While some college-bound students are concerned about what clothes they plan to wear on the first day of class or what items to bring to decorate their dorm rooms, Khyya Ford, Liana Castro-Torres, and Alexianie Negron are discussing more pressing issues.
The three first-generation college students are more concerned with things like code-switching, being accepted, and wondering if graduating at the top of their William Bodine High School Class for International Studies is enough.
For Castro-Torres, the question is complicated: “What if we go down there and they don’t like how we talk or how we act?”
Castro-Torres worries despite being named a Gates Finalist and earning a 4.42 GPA and the Full International Baccalaureate Diploma while at Bodine, it might not be enough.
Liani Castro-Torres graduated with a 4.42 Weighted GPA. She also earned the Full International Baccalaureate Diploma and will attend the University of Chicago in the fall. (School District of Philadelphia)
The incoming freshman at the University of Chicago is nervous that she won’t fit in.
“I’m pretty nervous,” she said. “Growing up and being raised in Philadelphia is a whole different experience, so it’s like do we have to code switch the entire time that we’re there? I was like, are they going to accept us for who we are, or do I have to pretend to be someone we’re not?”
Castro-Torres seems confident but nervous.
“I don’t want to do that,” she giggled as she nervously raised the issue the other girls had also asked at one point in their lives.
Am I enough?
Negron is also a Gates Finalist and graduated with a 4.39 GPA. She says her biggest fear is not schoolwork but being accepted when she starts Stanford in the fall.
“I was curious how people would respond because of my personality and because of where I come from,” she said.
Alexianie Negron graduated with a 4.39 Weighted GPA and was accepted to Stanford. (School District of Philadelphia)
Both Castro-Torres and Negron admit their parents never attended college, and both had a father who was incarcerated at some point during their lifetime.
Castro-Torres says her family moved here from Puerto Rico and her father never finished high school.
For them, growing up and succeeding in school was about not becoming a statistic.
Negron says she realized early on, that education was a way out. “A lot of my family never made it to where I’m at right now, and it’s been a repeated cycle. Me pushing myself and making it to where I am now and still moving forward, it’s setting a new tone and inspiring others to move in the same path.”
For Ford, it’s also about proving herself. She played varsity softball at Bodine and graduated with a 4.19 GPA.
Despite her athletic and scholastic achievements, she’s also worried about being able to compete academically as she attends Swarthmore College.
“Many people come from different educational levels and have different access to education, I’m worried that I’m already behind and college hasn’t even started yet,” Ford said.

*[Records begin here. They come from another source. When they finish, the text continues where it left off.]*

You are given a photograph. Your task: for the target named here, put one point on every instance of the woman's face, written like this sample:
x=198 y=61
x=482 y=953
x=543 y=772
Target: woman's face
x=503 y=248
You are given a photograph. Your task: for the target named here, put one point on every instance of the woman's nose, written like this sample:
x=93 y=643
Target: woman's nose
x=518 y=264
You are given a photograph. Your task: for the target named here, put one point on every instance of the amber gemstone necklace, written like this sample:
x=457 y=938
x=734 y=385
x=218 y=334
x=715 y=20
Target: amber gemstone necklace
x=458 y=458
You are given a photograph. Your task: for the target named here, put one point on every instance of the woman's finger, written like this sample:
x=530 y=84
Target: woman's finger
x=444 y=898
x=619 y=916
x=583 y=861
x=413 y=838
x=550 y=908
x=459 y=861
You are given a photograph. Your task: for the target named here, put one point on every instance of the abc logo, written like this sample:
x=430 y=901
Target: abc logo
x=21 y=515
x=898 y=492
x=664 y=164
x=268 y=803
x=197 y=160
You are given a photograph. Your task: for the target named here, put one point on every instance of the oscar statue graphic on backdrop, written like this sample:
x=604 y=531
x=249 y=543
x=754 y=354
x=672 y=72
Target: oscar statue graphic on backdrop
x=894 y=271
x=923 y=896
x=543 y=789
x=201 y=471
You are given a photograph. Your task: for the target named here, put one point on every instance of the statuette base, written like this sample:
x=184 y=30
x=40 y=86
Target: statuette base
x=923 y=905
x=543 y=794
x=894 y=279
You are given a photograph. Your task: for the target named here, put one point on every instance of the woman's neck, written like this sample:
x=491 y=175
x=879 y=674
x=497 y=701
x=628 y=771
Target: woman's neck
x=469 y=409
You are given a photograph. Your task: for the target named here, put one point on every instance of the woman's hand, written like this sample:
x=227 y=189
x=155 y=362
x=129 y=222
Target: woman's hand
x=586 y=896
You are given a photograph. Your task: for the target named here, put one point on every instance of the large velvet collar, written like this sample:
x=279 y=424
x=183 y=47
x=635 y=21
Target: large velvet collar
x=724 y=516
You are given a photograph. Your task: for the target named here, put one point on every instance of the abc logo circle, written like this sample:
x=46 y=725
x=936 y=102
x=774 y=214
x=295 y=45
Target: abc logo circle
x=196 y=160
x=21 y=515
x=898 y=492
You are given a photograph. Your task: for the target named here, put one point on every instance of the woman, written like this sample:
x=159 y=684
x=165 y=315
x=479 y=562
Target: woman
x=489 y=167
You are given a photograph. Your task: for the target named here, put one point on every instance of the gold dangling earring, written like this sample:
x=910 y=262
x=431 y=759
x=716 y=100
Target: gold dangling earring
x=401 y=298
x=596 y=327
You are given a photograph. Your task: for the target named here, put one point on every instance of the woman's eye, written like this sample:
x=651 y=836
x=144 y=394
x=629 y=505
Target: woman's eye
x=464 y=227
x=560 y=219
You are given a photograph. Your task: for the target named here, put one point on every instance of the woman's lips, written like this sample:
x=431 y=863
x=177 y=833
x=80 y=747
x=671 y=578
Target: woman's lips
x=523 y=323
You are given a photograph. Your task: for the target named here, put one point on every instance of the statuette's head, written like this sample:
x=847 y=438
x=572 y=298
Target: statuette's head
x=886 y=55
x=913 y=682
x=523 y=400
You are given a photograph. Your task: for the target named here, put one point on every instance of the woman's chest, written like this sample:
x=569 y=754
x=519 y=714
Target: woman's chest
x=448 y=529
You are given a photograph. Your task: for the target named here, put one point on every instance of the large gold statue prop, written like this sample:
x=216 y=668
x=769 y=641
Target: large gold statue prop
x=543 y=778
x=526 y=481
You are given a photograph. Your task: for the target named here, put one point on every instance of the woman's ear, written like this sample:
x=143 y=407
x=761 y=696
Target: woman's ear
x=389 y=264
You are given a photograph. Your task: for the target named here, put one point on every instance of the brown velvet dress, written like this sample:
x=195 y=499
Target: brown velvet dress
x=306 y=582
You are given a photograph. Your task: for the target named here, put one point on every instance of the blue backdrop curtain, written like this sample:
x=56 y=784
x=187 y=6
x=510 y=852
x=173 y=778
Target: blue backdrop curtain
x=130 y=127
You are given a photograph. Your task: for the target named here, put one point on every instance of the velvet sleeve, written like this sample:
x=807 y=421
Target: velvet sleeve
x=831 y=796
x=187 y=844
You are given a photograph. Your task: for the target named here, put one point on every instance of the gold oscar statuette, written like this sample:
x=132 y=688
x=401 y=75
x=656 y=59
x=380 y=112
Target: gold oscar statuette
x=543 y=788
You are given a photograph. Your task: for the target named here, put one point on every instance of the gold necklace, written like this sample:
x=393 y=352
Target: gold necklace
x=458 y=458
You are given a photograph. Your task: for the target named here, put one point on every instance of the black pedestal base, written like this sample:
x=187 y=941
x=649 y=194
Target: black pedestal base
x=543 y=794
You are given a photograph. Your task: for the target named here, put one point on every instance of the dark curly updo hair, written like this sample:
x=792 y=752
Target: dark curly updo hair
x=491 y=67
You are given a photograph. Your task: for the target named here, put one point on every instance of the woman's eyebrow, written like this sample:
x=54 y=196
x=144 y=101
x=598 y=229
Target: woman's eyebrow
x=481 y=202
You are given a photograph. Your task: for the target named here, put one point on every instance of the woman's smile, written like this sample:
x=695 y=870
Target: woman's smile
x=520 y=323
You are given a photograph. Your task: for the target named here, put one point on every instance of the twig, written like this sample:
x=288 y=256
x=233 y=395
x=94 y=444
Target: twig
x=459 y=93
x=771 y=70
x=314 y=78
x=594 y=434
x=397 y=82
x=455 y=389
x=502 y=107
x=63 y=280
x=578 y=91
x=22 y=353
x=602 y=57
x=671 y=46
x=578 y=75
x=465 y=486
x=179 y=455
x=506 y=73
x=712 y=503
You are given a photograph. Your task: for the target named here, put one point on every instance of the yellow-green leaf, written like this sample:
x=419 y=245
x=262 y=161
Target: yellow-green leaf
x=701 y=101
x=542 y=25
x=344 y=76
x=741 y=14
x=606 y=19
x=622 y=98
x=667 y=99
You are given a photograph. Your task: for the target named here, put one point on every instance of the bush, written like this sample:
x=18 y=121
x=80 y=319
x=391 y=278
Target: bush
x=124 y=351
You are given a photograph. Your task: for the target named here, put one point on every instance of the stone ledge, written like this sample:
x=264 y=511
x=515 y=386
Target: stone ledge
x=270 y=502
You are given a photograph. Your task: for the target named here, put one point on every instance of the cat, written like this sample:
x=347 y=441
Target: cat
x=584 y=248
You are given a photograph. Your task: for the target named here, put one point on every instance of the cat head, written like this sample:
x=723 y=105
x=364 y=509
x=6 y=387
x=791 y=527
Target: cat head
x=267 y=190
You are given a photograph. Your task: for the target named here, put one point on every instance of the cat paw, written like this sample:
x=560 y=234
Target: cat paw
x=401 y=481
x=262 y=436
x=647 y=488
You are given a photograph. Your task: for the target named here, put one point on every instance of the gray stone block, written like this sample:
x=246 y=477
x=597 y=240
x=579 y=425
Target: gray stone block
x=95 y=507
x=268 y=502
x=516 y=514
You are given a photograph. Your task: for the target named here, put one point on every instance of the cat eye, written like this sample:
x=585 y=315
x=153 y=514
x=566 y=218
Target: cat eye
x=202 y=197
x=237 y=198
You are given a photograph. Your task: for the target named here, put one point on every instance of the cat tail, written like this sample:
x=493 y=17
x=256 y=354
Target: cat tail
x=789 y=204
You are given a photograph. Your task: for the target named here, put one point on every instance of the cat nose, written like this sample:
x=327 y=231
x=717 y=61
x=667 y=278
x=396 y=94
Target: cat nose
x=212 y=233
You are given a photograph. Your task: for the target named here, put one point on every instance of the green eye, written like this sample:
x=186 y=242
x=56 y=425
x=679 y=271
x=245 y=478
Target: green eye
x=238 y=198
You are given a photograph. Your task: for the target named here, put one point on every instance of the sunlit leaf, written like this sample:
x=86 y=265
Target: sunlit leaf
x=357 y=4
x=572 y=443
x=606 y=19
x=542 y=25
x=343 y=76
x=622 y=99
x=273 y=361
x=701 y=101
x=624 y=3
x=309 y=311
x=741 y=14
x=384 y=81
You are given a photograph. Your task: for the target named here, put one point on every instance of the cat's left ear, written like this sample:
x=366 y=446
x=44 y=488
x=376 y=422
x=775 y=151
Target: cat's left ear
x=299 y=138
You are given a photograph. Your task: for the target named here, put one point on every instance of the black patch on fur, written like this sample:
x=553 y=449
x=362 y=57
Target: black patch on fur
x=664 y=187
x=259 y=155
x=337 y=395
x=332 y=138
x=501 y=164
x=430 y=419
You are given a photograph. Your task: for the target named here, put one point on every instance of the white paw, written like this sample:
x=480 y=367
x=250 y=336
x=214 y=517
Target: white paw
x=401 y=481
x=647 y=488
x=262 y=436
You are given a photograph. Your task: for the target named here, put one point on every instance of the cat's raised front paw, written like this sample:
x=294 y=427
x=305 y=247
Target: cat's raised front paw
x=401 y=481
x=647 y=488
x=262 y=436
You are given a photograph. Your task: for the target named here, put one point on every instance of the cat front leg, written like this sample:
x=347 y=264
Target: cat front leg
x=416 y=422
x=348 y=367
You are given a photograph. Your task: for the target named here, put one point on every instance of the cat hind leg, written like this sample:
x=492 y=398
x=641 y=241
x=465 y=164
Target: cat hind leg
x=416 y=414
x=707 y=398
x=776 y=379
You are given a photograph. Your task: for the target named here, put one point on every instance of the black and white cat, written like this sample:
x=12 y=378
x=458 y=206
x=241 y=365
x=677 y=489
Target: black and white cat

Kyyia Ford had a 4.19 Weighted GPA and will attend Swarthmore College. (School District of Philadelphia)
The academic competition for college students can be grueling and competitive.
Ford says she believes it’s even more difficult when you’re going against other students who had more resources available to them in high school. She shared her concerns about learning with students who graduated from higher-performing schools from around the world.
“Not that Bodine didn’t prepare me, but as a Philadelphia school system, I think it’s very behind education-wise,” Ford said.
But their story is similar to hundreds involving students like them.
Students question whether a society that encourages young hopefuls to attend top-tier higher education institutions, but has low expectations that the impoverished students really belong, will be able to provide the necessary funding and resources needed for them to succeed.
“I think different states have provided different opportunities and different resources for students, so I’m afraid that my best is somebody’s worst,” says Ford.
Despite their concerns, the three seniors have exceeded what was expected of them, and have overcome obstacles both at home and at school to graduate at the top of their class.
But they’re not alone.
Estrellita Ramirez-Arboleda had a 4.33 GPA and will attend Haverford College. (School District of Philadelphia)
The school district says fellow Bodine graduate Estrellita Ramirez-Arboleda had a 4.33 GPA and will attend Haverford College in the fall, and Kaila Randolph-Mitchell was accepted to New York University and earned a 4.37 GPA.
It’s the first time in the school’s history this many graduates have received scholarships to universities with low college acceptance rates.